17. Hukuk Dairesi 2009/6896 E. , 2010/3991 K.
"İçtihat Metni"MAHKEMESİ :Ticaret Mahkemesi
Taraflar arasındaki tazminat davasının yapılan yargılaması sonunda; kararda yazılı nedenlerden dolayı davanın reddine dair verilen hükmün süresi içinde davacı vekili tarafından temyiz edilmesi üzerine dosya incelendi, gereği düşünüldü:
-K A R A R-
Davacı vekili, davalı şirkete kasko sigortalı müvekkiline ait aracın tek taraflı kazada ağır şekilde hasarlandığını davalının ihbara rağmen hasar bedelini ödemediğini, aracın pertinin uygun olduğunu belirterek 15.000 TL sigorta bedelinin kaza tarihinden işleyecek yasal faizi ile davalıdan tahsilini talep etmiştir.
Davalı vekili, aracın davacının 15-16 yaşlarındaki oğlunun yönetiminde iken kazaya karıştığını, sürücünün ehliyetinin olmaması nedeniyle sigortadan yararlanmak için sürücü değişikliği yapıldığını, sürücü ile yanında bulunan akrabasının kazada yaralanarak özel bir hastanede tedavi gördüklerini, hasarın teminat kapsamında olmadığını, davacı tarafın doğru ihbar yükümlülüğüne kötüniyetli ve kasten uymadığından sigortadan doğan haklarının zayi olduğunu belirterek davanın reddini savunmuştur.
Mahkemece, sigortalı TTK"nun 1292/3.maddesi hükmüne uygun olarak doğru ihbar yükümlülüğünü kasten yerine getirmediğinden davanın reddine karar verilmiş; hüküm, davacı vekili tarafından temyiz edilmiştir.
Dava, kasko sigorta sözleşmesinden kaynaklanan tazminat istemine ilişkindir.
Mal sigortaları türünden olan kasko sigortası poliçesinin teminat kapsamını belirleyen A/1 maddesine göre
gerek hareket gerekse durma halinde iken sigortalının veya araç kullananın iradesi dışında araca ani ve harici etkiler neticesinde sabit veya hareketli bir cismin çarpması veya aracın böyle bir cisme çarpması, müsademesi, devrilmesi, düşmesi, yuvarlanması gibi kazalar ile 3.kişilerin kötüniyet veya muziplikle yaptıkları hareketler, aracın yanması, çalınması veya çalınmaya teşebbüs sonucu oluşan maddi zararların bu tür sigortanın teminat kapsamında olduğu anlaşılmaktadır.
Diğer taraftan, TTK"nun 1282.maddesi uyarınca, sigortacı, geçerli bir sigorta ilişkisi kurulduktan sonra oluşan rizikolardan sorumlu olduğu gibi aynı yasanın 1281.maddesi hükmüne göre kural olarak rizikonun teminat dışı kaldığına dair iddianın sigortacı tarafından kanıtlanması gerekmektedir.
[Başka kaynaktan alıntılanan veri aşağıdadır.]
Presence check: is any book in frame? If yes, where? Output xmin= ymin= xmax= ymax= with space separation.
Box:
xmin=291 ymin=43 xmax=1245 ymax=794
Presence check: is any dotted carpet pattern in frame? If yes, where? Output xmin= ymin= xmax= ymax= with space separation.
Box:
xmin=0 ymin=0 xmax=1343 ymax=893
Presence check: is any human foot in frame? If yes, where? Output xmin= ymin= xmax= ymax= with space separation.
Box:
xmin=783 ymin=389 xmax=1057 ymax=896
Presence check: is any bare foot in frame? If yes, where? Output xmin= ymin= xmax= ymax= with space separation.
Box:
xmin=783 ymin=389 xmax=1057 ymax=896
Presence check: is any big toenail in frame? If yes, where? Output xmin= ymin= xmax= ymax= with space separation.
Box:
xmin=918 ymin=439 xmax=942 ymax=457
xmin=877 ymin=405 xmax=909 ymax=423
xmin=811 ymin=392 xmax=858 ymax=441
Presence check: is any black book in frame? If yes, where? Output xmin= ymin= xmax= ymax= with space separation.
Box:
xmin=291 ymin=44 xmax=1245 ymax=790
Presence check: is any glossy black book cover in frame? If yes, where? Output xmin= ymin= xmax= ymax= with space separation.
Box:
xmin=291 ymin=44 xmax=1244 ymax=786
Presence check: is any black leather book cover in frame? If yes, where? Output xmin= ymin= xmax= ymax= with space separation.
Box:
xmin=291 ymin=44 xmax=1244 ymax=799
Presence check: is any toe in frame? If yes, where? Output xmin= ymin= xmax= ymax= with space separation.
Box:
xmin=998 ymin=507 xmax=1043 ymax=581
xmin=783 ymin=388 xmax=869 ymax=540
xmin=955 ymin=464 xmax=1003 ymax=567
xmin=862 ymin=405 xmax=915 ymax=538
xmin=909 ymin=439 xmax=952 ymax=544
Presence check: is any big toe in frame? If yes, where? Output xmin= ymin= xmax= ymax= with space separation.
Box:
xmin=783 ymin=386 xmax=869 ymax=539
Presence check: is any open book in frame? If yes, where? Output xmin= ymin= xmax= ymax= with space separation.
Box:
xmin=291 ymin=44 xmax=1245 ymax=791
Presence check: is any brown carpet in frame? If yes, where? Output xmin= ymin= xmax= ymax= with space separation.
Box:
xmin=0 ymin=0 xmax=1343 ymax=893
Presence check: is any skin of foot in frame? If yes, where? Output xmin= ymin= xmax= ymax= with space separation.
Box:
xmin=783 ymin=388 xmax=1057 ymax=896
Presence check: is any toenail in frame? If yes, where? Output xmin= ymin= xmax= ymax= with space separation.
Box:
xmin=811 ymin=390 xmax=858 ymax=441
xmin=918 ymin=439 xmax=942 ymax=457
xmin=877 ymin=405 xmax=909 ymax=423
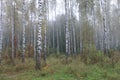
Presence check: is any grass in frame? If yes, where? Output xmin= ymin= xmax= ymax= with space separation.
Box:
xmin=0 ymin=57 xmax=120 ymax=80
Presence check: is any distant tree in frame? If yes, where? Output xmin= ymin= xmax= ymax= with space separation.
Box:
xmin=35 ymin=0 xmax=44 ymax=70
xmin=11 ymin=0 xmax=15 ymax=65
xmin=0 ymin=0 xmax=3 ymax=63
xmin=65 ymin=0 xmax=70 ymax=63
xmin=22 ymin=0 xmax=26 ymax=62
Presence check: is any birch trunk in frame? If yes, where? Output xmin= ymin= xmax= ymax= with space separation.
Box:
xmin=22 ymin=0 xmax=26 ymax=62
xmin=65 ymin=0 xmax=70 ymax=63
xmin=35 ymin=0 xmax=44 ymax=70
xmin=0 ymin=0 xmax=3 ymax=63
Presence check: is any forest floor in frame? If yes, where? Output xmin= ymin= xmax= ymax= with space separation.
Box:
xmin=0 ymin=57 xmax=120 ymax=80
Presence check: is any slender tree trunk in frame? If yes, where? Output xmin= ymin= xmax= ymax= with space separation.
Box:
xmin=65 ymin=0 xmax=70 ymax=63
xmin=0 ymin=0 xmax=3 ymax=63
xmin=35 ymin=0 xmax=44 ymax=70
xmin=11 ymin=0 xmax=15 ymax=65
xmin=43 ymin=0 xmax=47 ymax=65
xmin=34 ymin=13 xmax=36 ymax=58
xmin=22 ymin=0 xmax=26 ymax=62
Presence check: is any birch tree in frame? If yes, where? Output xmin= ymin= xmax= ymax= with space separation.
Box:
xmin=11 ymin=0 xmax=15 ymax=65
xmin=35 ymin=0 xmax=44 ymax=70
xmin=22 ymin=0 xmax=26 ymax=62
xmin=65 ymin=0 xmax=70 ymax=63
xmin=0 ymin=0 xmax=3 ymax=63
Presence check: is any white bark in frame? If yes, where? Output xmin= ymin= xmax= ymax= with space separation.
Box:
xmin=22 ymin=0 xmax=26 ymax=62
xmin=0 ymin=0 xmax=3 ymax=62
xmin=11 ymin=0 xmax=15 ymax=64
xmin=65 ymin=0 xmax=70 ymax=57
xmin=36 ymin=0 xmax=44 ymax=69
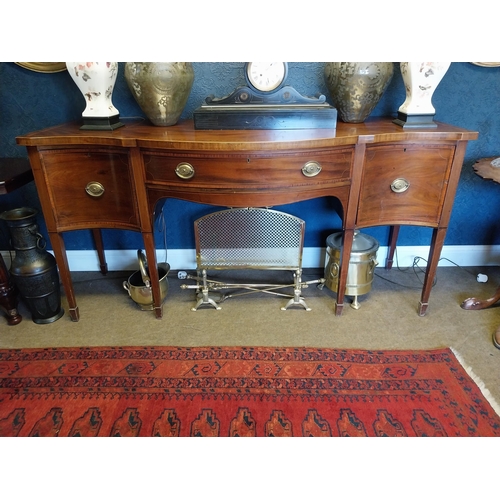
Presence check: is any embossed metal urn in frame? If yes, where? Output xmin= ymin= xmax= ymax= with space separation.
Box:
xmin=325 ymin=231 xmax=379 ymax=309
xmin=125 ymin=62 xmax=194 ymax=127
xmin=0 ymin=207 xmax=64 ymax=324
xmin=324 ymin=62 xmax=394 ymax=123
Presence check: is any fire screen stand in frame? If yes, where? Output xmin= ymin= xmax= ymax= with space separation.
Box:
xmin=181 ymin=208 xmax=325 ymax=311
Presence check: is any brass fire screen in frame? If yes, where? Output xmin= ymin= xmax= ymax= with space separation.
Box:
xmin=182 ymin=208 xmax=324 ymax=311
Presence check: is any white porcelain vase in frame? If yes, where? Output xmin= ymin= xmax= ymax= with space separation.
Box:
xmin=66 ymin=62 xmax=123 ymax=130
xmin=395 ymin=62 xmax=451 ymax=128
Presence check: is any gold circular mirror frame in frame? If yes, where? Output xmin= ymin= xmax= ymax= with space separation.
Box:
xmin=16 ymin=62 xmax=66 ymax=73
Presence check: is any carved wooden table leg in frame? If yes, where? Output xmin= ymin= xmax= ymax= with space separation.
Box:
xmin=92 ymin=229 xmax=108 ymax=274
xmin=0 ymin=254 xmax=23 ymax=325
xmin=335 ymin=229 xmax=354 ymax=316
xmin=385 ymin=226 xmax=400 ymax=269
xmin=418 ymin=227 xmax=446 ymax=316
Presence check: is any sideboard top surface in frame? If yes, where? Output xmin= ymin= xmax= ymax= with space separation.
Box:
xmin=16 ymin=118 xmax=478 ymax=151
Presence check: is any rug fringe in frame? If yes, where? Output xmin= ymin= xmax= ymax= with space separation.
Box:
xmin=450 ymin=347 xmax=500 ymax=417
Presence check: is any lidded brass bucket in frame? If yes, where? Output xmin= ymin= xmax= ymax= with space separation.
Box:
xmin=123 ymin=250 xmax=170 ymax=311
xmin=325 ymin=231 xmax=379 ymax=309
Olayın sigortalının ihbar ettiği şekilde değilde sigortacının iddia ettiği şekilde gerçekleşmesi halinde ise, bu oluş şeklinin Kasko Sigortası Genel Şartlarının A.5.maddesinde sayılan teminat dışında kalan hallerden olması gerekmektedir.
Ancak; sigortalı, Kasko Poliçesi Genel Şartlarının 1.5 maddesi ve TTK 1292/3.maddesi uyarınca rizikonun gerçekleştiğine dair doğru ihbar mükellefiyetini kasten yerine getirmez veya iyiniyet kurallarına açıkca aykırı şekilde sigorta teminatı dışında kalan bir hususu sanki bu oluşan rizikonun teminat içinde imiş gibi ihbar ederse ispat külfeti yer değiştirip oluşan rizikonun teminat içinde kaldığını ispat külfeti sigortalıya geçer.
Bu ilkeler doğrultusunda somut olaya gelince; olayın 11.2.2007 tarihinde sigorta poliçesinin yürürlükte olduğu sırada ve sürücü ... "ın yönetiminde iken meydana geldiği, aksi kanıtlanmayan trafik kazası tesbit tutanağı, duruşmada dinlenen davacı tanığı ... "ın beyanı ve dosyadaki diğer delillerle sabit olduğu gibi, davacı sigortalının kasten ve iyiniyet kurallarına aykırı olarak rizikonun gerçekleştiği kanıtlanamamıştır.
Somut olayda, rizikonun ihbar edilenden farklı şekilde gerçekleştiğinin ispat külfeti sigortacıya ait olup, sigortacı rizikonun ihbar edilenden farklı şekilde olduğunu, kaza anında aracın sürücüsünün sigortalının oğlu
... olduğunu, sürücü değişikliği yapıldığını soyut iddialarla değil somut delillerle kanıtlamalıdır.
Bu durumda mahkemece hasarın teminat kapsamında kaldığının kabulü ile sonucuna göre bir karar verilmesi gerekirken yazılı olduğu biçimde davanın reddine karar verilmesi doğru görülmemiştir.
SONUÇ: Yukarıda açıklanan nedenlerle davacı ... vekilinin temyiz itirazlarının kabulü ile hükmün BOZULMASINA ve peşin alınan harcın istek halinde temyiz eden davacıya geri verilmesine 29.4.2010 gününde oybirliğiyle karar verildi.